Salome Valderas, a little girl 10 years of age, who was in the kitchen,
told him that Marcos was sleeping in his bedroom. The accused
immediately
went into the room and, approaching the sleeping man, inflicted upon
him
two wounds in the breast, from which he died in a few moments. The
little
girl, seeing that Rubeta was attacking her master, left the house and
told
Gervasio Fernandez what had occurred. Fernandez, with Justo Balais,
went
to the house of Marcos, where they found his dead body, showing two
wounds
inflicted by a sharp instrument, stretched on the ground near the
stairway.
The little girl Valderas stated that she believed the motive of the
aggression
was that Marcos had objected to one of his servants marrying a son of
his
slayer.
The facts stated
constitute
the crime of murder, defined and punished by Article 403 of the Penal
Code,
inasmuch as the violent death of Marcos was the consequence of the
mortal
wounds which were inflicted upon him while he was in bed and asleep and
from which he died in a few moments. This circumstance constitutes
alevosia,
because the aggressor, availing himself of the condition in which he
found
his victim, evidently employed means for the commission of the crime
which
directly and specially tended to insure its consummation without any
risk
to himself resulting from an attempt on the part of the injured party
to
defend himself, for, as the latter was asleep, it is unquestionable
that
Rubeta acted with the assurance of success in the realization of his
criminal
purpose.
The record demonstrates
conclusively the guilt of the accused as author, by direct
participation,
of the crime prosecuted. The exculpative allegation of the defendant
that
he was attacked by the deceased is not admissible, because not
supported
by the evidence, and because the witness for the prosecution, whom he
called
to prove this allegation, denied it absolutely.
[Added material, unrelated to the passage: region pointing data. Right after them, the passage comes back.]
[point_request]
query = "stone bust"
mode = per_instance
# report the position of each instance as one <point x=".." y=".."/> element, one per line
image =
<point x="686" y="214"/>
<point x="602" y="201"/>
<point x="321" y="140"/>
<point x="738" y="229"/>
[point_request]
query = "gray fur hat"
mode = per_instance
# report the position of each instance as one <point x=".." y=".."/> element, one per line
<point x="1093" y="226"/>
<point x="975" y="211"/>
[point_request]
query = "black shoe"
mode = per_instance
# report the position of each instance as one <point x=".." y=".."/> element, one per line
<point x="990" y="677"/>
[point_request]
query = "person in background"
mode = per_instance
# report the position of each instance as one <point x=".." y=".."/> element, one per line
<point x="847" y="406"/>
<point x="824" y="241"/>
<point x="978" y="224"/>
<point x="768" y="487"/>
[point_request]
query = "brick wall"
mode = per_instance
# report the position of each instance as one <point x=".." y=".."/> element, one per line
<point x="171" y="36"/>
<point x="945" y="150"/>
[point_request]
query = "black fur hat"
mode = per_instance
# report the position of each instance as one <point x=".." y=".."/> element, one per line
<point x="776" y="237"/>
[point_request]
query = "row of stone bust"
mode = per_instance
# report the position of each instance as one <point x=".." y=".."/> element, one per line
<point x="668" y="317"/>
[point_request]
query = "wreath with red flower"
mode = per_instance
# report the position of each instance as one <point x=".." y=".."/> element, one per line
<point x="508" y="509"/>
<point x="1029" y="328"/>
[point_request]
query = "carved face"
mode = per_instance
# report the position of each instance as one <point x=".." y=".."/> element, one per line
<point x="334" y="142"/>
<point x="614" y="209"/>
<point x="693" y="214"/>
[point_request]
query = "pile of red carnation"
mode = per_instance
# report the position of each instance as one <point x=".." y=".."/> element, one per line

Furthermore, the drops
of blood which were found by the two witnesses who went to the house
shortly
after the commission of the crime, together with other signs observed
on
the bed on which Jose Marcos was attacked, confirm unquestionably the
testimony
of the girl Salome Valderas, the only eyewitness to the aggression. The
fact that the body of the deceased was found in another part of the
house
does not show that the accused was struck before the attack, as it is
quite
natural and by no means extraordinary that Marcos, aroused by the
wounds
received, should have gotten out of bed and attempted to walk until he
fell dead.
In addition to the
qualifying circumstance of alevosia, which carries with it an
increase
of punishment and makes the crime committed that of murder, we must
also
consider the concurrence of the twentieth aggravating circumstance of
article
10 of the Code, because Marcos was attacked and mortally wounded in his
own house, without provocation on his part. This circumstance, however,
is compensated in its effects by Article 11 of the Code as a mitigating
circumstance to be applied, in view of the personal conditions of the
defendant
and the nature of the crime. Therefore, the accused will be punished by
the medium grade of the penalty assigned in Article 403 of the Penal
Code,
and by virtue of Articles 13, 17, 27, 81, and 122 of the Penal Code,
Rule
51 of the provisional law, section 50 of General Orders, No. 58, and
Act
No. 194 of August 10, 1901, We are of opinion that the judgment
appealed
should be affirmed in so far as by it Mauricio Rubeta is condemned to
life
imprisonment [cadena perpetua] and to the costs of the
prosecution;
the defendant to be also condemned to suffer the accessories designated
in Rules 2 and 3 of Article 54 of the Penal Code, to indemnify the
heirs
of the deceased in the sum of 1,000 Mexican pesos, and to pay the costs
of this instance. So ordered.
Arellano, C.J.,
Cooper, Willard and Ladd, JJ., concur.